Rick Perry's foreign policy: Too 'confused'?

Sometimes he sounds like Israel's best friend. Other times he sounds like a liberal critic of "military adventurism." Just what does this Texan believe, anyway?

Texas Gov. Rick Perry (R)
(Image credit: Win McNamee/Getty Images)

Almost every pundit agrees that jobs and the economy will be the big issues in the 2012 election. But the U.S. is still fighting multiple wars, facing huge economic and military challenges from China, and dealing with a Middle East undergoing its biggest upheaval in generations. What does Republican presidential frontrunner Rick Perry think about these situations? So far, the Texas governor has criticized "military adventurism," advocated "taking the fight to the enemy wherever they are," backed building schools in Afghanistan, and urged that it's time to bring the troops home — leading to charges that his foreign policy views are "confused," "inconsistent, muddled, and sometimes contradictory." Are they?

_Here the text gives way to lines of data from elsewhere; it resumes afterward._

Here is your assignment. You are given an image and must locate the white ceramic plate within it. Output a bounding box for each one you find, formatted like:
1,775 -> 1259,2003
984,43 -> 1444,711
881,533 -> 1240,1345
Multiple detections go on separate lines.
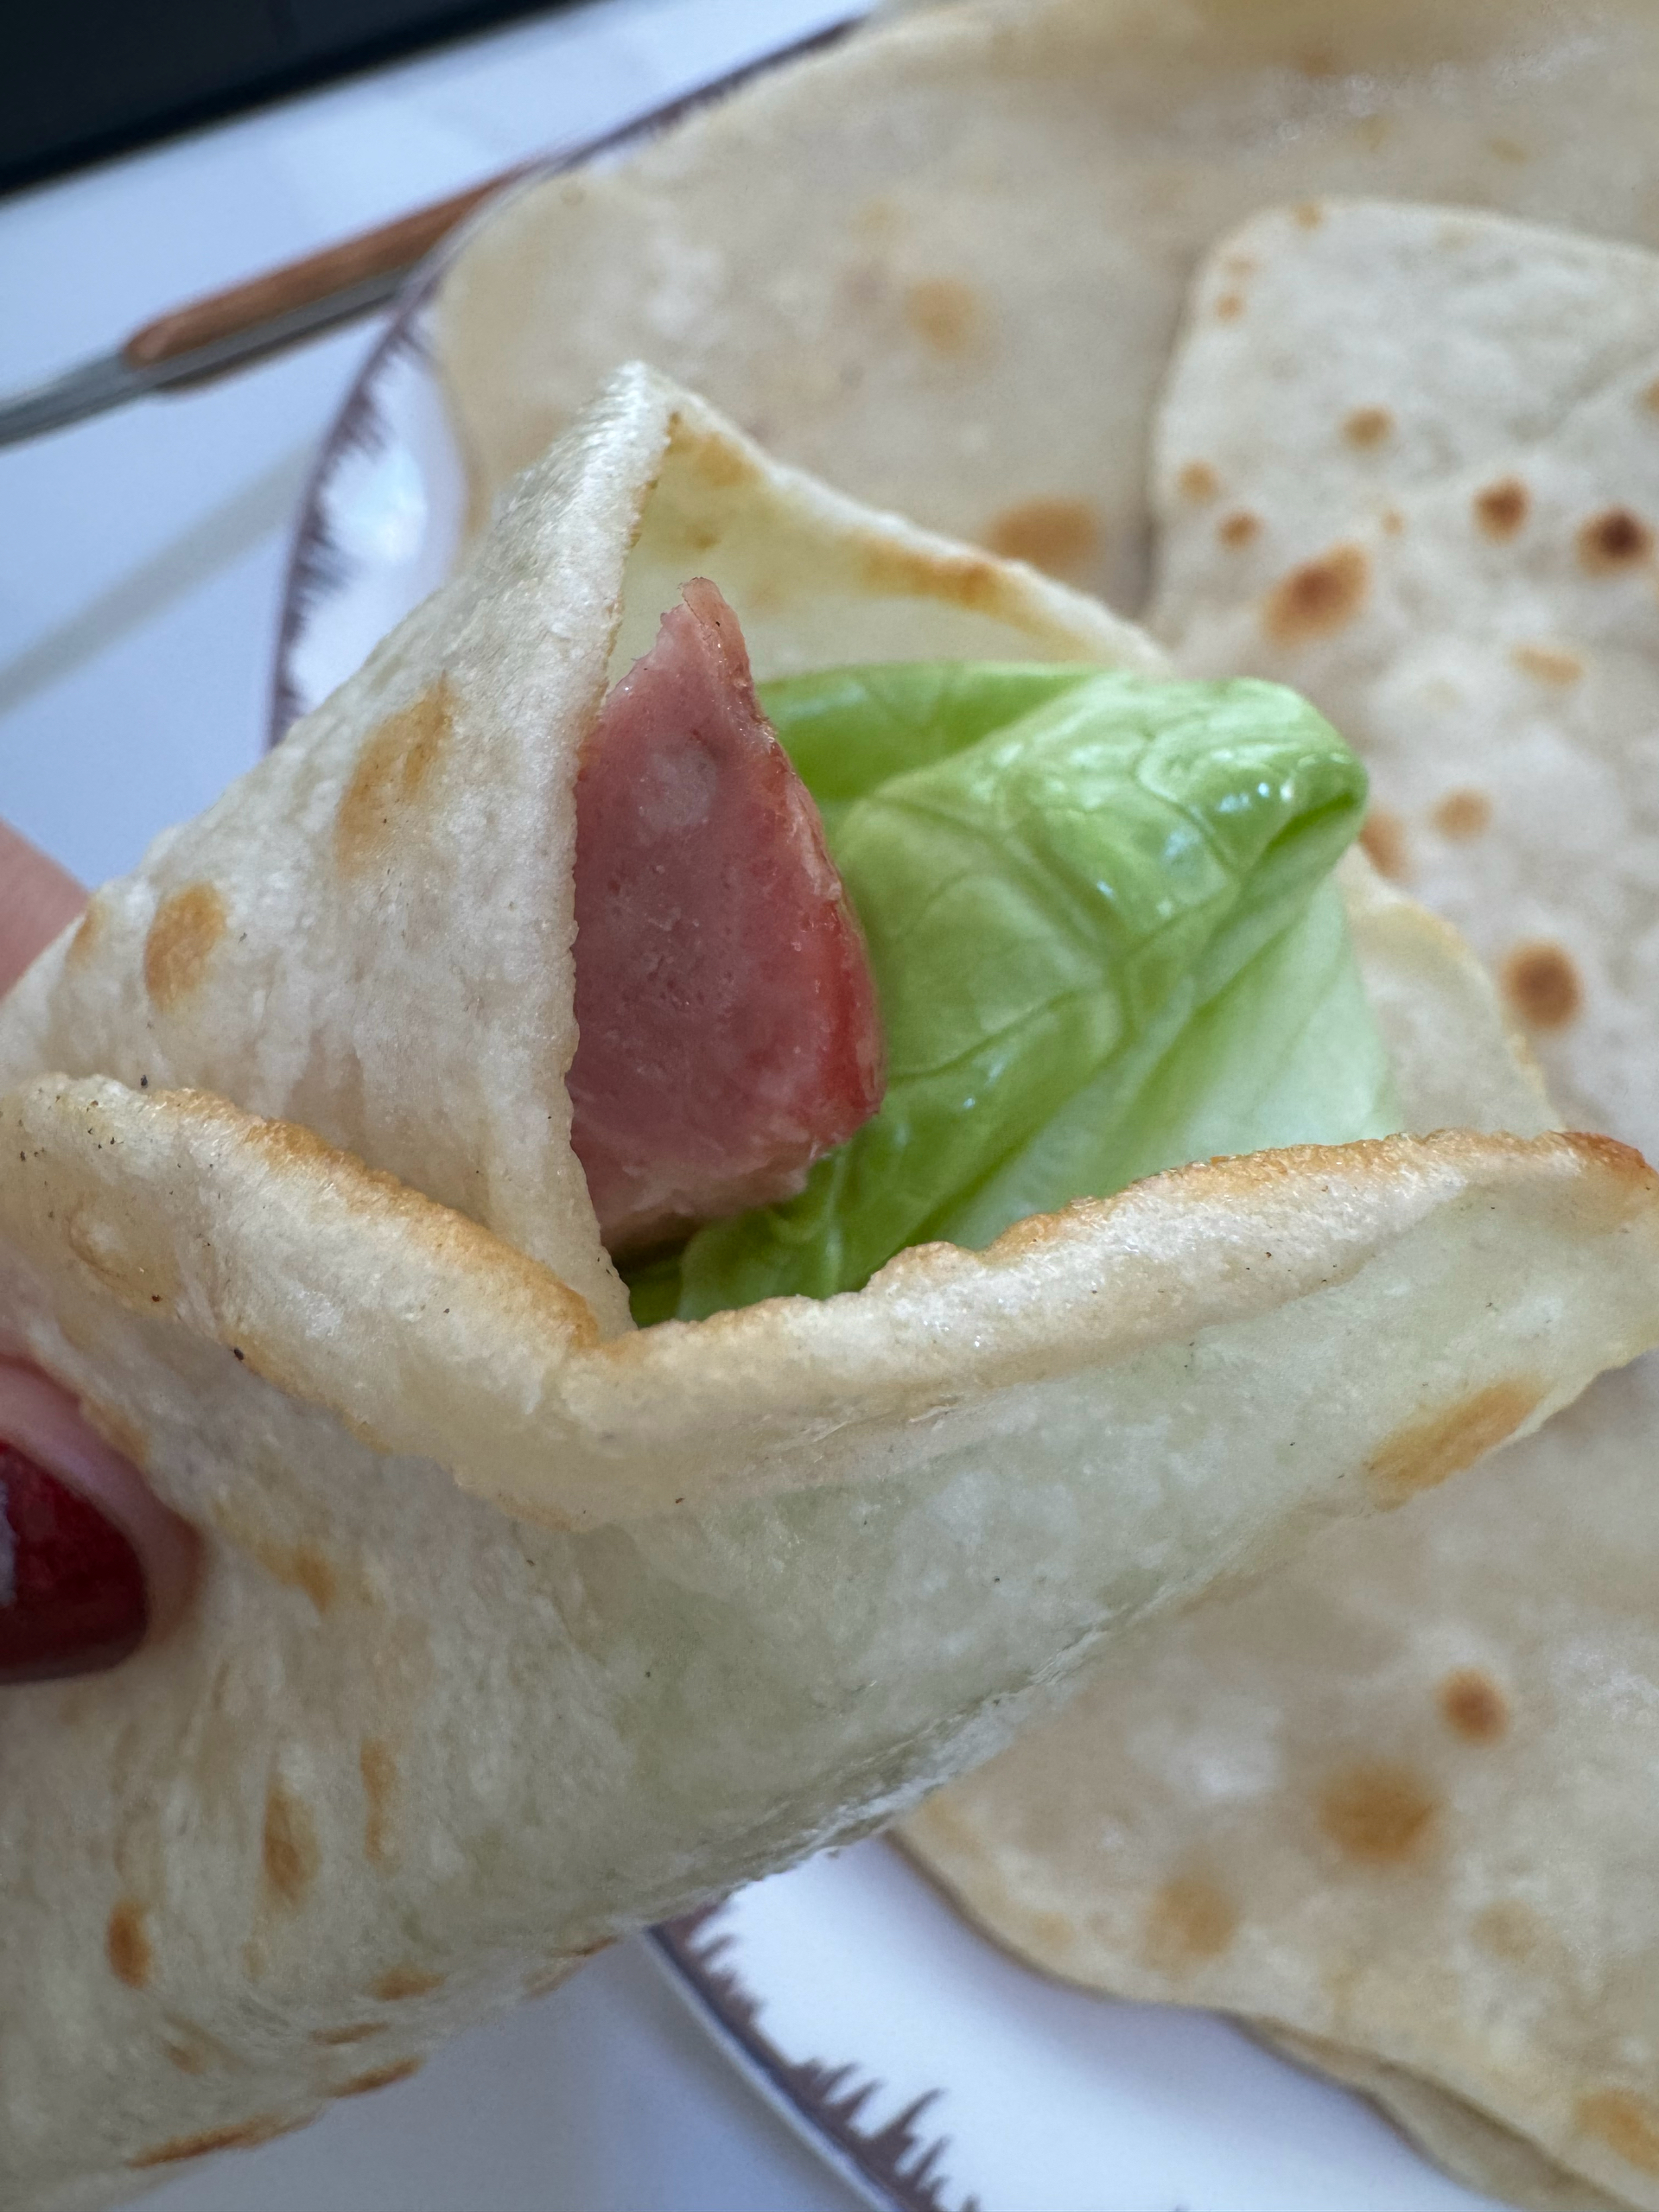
261,150 -> 1510,2212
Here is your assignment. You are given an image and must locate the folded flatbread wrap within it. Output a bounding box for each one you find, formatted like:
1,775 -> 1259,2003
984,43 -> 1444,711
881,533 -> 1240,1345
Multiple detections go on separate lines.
906,207 -> 1659,2212
4,365 -> 1657,2211
434,0 -> 1659,613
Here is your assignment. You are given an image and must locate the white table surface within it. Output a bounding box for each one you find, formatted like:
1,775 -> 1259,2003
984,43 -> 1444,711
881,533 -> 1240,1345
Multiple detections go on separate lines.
0,3 -> 866,2205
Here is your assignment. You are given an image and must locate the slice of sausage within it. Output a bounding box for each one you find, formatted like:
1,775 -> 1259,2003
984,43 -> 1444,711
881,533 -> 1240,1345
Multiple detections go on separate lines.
569,578 -> 885,1257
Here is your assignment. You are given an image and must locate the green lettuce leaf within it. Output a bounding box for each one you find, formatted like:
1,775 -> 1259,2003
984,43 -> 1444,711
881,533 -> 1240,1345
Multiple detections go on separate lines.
626,668 -> 1394,1325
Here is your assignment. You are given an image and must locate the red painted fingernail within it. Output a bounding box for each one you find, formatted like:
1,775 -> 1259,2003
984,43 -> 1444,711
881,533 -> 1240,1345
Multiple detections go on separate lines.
0,1441 -> 147,1684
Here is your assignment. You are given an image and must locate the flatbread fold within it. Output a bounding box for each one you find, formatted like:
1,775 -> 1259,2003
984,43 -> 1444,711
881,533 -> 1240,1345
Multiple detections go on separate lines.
5,365 -> 1657,2212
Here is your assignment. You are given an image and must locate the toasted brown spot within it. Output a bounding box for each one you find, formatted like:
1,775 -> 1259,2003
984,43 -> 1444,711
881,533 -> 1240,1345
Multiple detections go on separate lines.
371,1963 -> 443,2002
1358,807 -> 1409,881
332,2056 -> 423,2099
334,678 -> 453,872
212,1507 -> 340,1613
1579,506 -> 1654,573
1502,941 -> 1582,1030
1473,478 -> 1529,541
1294,200 -> 1325,228
1318,1761 -> 1439,1866
1580,2090 -> 1659,2179
143,883 -> 227,1011
312,2021 -> 384,2046
1511,642 -> 1583,684
360,1738 -> 397,1869
1643,377 -> 1659,416
1215,290 -> 1245,321
1433,788 -> 1491,841
163,2042 -> 208,2075
1262,543 -> 1369,644
1439,1668 -> 1509,1742
982,497 -> 1100,579
1366,1379 -> 1545,1507
1473,1899 -> 1545,1962
1380,506 -> 1405,536
1143,1876 -> 1238,1972
1177,460 -> 1221,502
904,277 -> 981,356
262,1781 -> 320,1910
107,1900 -> 152,1988
130,2113 -> 310,2167
1344,406 -> 1392,449
669,423 -> 758,493
1217,510 -> 1261,549
861,538 -> 1013,620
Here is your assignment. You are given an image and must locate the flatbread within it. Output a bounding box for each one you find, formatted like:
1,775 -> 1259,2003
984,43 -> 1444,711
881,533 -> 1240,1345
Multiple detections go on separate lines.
12,368 -> 1649,2209
905,207 -> 1659,2211
435,0 -> 1659,613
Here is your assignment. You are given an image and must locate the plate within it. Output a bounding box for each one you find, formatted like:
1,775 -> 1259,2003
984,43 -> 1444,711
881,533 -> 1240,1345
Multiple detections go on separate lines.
264,147 -> 1508,2212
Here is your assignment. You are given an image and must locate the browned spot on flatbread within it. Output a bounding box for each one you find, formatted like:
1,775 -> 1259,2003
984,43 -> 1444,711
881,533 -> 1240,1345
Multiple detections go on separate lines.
130,2113 -> 312,2167
335,677 -> 453,872
1379,506 -> 1405,536
143,884 -> 227,1011
1217,510 -> 1260,549
1502,941 -> 1582,1030
107,1899 -> 152,1987
1142,1876 -> 1238,1973
668,423 -> 758,493
1580,2090 -> 1659,2178
1473,478 -> 1529,541
1294,200 -> 1325,229
1643,377 -> 1659,416
371,1964 -> 443,2002
1177,461 -> 1220,502
1432,789 -> 1491,841
1366,1379 -> 1545,1507
1487,134 -> 1529,162
332,2056 -> 423,2099
1262,543 -> 1369,644
861,538 -> 1013,620
1214,291 -> 1245,321
163,2041 -> 208,2075
1343,406 -> 1392,449
1358,807 -> 1409,881
904,277 -> 980,356
1473,1899 -> 1545,1962
263,1780 -> 320,1910
360,1738 -> 397,1868
982,497 -> 1099,580
312,2021 -> 384,2046
1438,1668 -> 1509,1742
1317,1761 -> 1439,1866
1580,506 -> 1654,574
524,1960 -> 579,1999
211,1504 -> 339,1613
1511,642 -> 1582,684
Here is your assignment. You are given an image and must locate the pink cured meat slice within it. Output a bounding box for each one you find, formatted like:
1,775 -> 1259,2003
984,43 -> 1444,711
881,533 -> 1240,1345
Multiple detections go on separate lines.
569,578 -> 885,1258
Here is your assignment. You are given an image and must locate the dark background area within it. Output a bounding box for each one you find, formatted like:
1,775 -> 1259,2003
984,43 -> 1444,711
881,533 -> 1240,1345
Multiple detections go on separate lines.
1,0 -> 566,194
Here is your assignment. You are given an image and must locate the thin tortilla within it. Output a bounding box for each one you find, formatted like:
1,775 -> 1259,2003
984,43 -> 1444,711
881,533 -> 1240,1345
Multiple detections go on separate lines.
905,207 -> 1659,2211
435,0 -> 1659,613
6,367 -> 1657,2210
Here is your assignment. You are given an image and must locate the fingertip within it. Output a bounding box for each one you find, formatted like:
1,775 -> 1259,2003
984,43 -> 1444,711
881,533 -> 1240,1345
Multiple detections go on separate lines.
0,1363 -> 199,1681
0,823 -> 85,997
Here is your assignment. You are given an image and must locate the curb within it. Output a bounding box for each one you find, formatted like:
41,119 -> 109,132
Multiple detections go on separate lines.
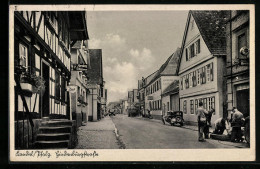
133,116 -> 214,132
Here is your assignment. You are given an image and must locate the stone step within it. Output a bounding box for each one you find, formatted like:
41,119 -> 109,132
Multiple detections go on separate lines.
36,133 -> 71,141
39,126 -> 72,134
41,120 -> 73,127
34,140 -> 69,149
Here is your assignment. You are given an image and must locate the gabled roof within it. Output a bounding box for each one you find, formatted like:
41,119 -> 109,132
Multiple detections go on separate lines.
147,47 -> 181,86
191,11 -> 229,55
177,10 -> 230,74
162,80 -> 179,96
87,49 -> 103,85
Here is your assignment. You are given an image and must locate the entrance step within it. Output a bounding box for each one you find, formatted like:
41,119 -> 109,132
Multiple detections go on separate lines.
36,133 -> 71,141
41,120 -> 73,127
34,140 -> 69,149
39,126 -> 72,134
34,119 -> 75,149
42,117 -> 50,122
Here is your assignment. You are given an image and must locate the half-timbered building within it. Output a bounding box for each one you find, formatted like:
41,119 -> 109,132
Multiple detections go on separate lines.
14,11 -> 89,149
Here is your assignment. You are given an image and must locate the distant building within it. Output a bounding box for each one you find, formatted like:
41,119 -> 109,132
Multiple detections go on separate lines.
145,48 -> 181,120
225,10 -> 249,118
178,11 -> 229,124
87,49 -> 104,121
161,80 -> 179,115
121,99 -> 128,115
141,70 -> 158,115
138,78 -> 146,115
70,40 -> 90,127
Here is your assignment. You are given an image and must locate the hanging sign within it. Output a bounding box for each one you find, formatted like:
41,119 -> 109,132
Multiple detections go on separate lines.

Perry's views are hard to pin down: The Texas governor is in hot water with the "hawkish Republican Right" over his talk of withdrawing from Afghanistan, says Ali Gharib at ThinkProgress. After Perry gave hope to neoconservatives by getting "the Bush foreign policy band back together" to advise him, the Texan now seems to be backing off toward some as-yet-undetermined "middle ground." The result? His "Afghanistan war strategy sounds an awful lot like President Obama's."